Dönüp dolaşıp geçmişte denenen kurallar yeniden uygulamaya kondu. Yeniden vazgeçildi. Geçmişte denenen bir başka kurala geçildi. Bir türlü beğenilen bir ihale yöntemi bulunamadı. Ama, akla gelebilecek her şey denendi.
Amaç, Hazine’nin düşük faizle kolay borçlanma yapabilmesiydi. Ekonomik şartlar değiştikçe, kurallar da değiştirildi. Kolay borçlanıldığı zaman teklif fiyatından satış yapıldı. İşler zorlaştığında, azami faizden ihalede teklifleri kabul edilenlere DİBS satışı yapıldı.
Devlet, bir yandan ucuza ve kolay borçlanabilmeye çalışırken, diğer yandan vergi gelirlerini artırma çabasında oldu. Vergi gelirlerini artırmanın bir yolu olarak devlet kendi sattığı DİBS’leri gözüne kestirdi. Zaten DİBS yatırımcıları büyük paralar kazanıyordu. O halde, bu kazançlar vergilendirilmeliydi.
Aslında, DİBS faizlerinin vergilendirilmesiyle faizler arttı. Vergiyi devlet kendisi ödemiş oldu. Her şeyden önemlisi, DİBS piyasası küçüldü. Yani, Hazine’nin borçlanabileceği havuzun suyu azaldı. Borçlanma zora girince, DİBS’lerin vergilendirilmesinden vazgeçildi.

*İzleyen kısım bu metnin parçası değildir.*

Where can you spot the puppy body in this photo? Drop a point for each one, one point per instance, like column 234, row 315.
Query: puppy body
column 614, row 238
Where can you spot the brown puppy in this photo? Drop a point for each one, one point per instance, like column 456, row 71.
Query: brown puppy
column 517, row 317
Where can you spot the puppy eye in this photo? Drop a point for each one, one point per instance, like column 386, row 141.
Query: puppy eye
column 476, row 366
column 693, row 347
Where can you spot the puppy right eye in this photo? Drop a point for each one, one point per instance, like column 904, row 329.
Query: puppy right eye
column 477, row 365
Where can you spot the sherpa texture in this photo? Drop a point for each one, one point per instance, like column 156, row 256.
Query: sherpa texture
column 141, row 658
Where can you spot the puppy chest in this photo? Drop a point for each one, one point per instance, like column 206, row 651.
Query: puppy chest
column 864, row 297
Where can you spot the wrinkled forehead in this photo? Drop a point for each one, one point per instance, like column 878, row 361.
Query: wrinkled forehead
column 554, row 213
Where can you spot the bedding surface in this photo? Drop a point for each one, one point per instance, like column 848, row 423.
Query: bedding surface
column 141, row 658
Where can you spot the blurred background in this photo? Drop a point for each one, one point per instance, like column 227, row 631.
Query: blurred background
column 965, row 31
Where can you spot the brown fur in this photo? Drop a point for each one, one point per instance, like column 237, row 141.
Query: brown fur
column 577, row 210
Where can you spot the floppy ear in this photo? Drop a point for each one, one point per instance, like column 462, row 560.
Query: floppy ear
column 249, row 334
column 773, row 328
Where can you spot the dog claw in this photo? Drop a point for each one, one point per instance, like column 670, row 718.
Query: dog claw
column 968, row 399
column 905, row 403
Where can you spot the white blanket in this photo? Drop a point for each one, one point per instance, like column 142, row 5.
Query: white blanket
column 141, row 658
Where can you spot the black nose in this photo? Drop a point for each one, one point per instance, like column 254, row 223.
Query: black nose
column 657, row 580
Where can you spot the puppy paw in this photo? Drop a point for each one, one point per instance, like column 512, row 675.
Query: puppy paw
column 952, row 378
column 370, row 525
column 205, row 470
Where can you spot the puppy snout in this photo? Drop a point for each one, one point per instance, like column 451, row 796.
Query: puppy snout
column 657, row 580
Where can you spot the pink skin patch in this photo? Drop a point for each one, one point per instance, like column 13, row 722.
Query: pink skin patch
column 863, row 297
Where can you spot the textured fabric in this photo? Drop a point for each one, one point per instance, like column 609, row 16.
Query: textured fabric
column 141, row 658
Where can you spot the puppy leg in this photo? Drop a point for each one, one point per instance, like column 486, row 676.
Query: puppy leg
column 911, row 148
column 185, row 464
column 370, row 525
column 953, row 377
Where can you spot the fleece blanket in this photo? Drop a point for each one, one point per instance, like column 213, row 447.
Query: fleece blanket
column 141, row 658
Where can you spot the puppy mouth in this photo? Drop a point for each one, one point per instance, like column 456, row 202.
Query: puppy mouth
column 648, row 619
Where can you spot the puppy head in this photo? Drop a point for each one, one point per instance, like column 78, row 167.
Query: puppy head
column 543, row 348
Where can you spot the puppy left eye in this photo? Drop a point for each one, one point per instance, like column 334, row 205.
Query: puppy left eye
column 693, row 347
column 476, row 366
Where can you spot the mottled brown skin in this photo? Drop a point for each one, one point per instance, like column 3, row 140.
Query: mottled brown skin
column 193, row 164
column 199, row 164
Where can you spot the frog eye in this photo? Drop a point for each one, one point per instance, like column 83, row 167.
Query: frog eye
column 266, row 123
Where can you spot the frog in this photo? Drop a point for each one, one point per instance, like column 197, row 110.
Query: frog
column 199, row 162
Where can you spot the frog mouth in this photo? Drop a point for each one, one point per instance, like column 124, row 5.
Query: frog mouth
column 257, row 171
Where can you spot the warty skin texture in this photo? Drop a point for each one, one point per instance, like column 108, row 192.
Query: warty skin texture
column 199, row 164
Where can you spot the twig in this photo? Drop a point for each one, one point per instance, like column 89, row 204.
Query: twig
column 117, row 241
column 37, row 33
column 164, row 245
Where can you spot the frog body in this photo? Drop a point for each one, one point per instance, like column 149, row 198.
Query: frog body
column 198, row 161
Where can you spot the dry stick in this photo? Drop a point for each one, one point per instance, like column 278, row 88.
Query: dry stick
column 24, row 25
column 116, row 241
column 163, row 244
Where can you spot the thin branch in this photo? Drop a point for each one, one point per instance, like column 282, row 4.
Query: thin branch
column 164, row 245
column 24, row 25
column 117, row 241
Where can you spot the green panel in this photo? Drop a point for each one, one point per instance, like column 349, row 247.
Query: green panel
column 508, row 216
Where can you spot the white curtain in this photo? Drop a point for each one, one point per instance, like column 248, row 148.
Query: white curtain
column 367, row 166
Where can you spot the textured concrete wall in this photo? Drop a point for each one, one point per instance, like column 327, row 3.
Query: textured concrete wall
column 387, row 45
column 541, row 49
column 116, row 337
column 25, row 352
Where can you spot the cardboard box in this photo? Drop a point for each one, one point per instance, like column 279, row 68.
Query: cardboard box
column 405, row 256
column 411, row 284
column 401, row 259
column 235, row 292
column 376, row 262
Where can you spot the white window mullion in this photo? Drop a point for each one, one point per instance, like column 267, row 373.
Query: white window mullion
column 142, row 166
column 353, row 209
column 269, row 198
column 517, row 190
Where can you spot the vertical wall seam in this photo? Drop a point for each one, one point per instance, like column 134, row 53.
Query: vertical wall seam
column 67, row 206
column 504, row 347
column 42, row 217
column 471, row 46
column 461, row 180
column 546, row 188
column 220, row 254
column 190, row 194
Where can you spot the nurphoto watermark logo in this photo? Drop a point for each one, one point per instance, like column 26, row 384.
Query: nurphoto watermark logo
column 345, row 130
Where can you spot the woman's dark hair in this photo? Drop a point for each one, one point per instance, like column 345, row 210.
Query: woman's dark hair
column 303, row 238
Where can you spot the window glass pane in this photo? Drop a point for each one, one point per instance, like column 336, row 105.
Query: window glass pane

Şimdi konu yeniden gündeme geldi. Finansal araçların vergilendirilmesinde herhangi bir aracı kayırmamak ya da kösteklememek için vergilendirmede bir yeknesaklık sağlanmaya çalışılıyor. Devlet yine kendi piyasasına göz dikti. Devlet kendi borçlanmasından elde edilen gelirleri vergilendirmek istiyor.
DEVLET AYRICALIKLIDIR
Bunca deneyimden sonra çok fazla ders alınmamışa benziyor. Devlet daha fazla faiz ödeyecek. DİBS piyasası yeniden küçülecek. Belki, kısa dönemde piyasanın küçülmesi Hazine’yi rahatsız etmeyecek. Ama, finans piyasalarının çeşitli nedenlerle sinirleri bozulduğunda, Hazine yine daha küçük bir piyasada daha yüksek faizler ödeyerek borçlanmaya çalışacak.
Dünyanın birçok ülkesinde devlet kendi borçlanmasına ayrıcalık tanır. Gelirlerini ve giderlerini aynı anda idare etmeye çalışır. Bizde ise Hazine başkadır, Maliye Bakanlığı başka. Sanki, bu iki kamu organı aynı devlet içinde değiller!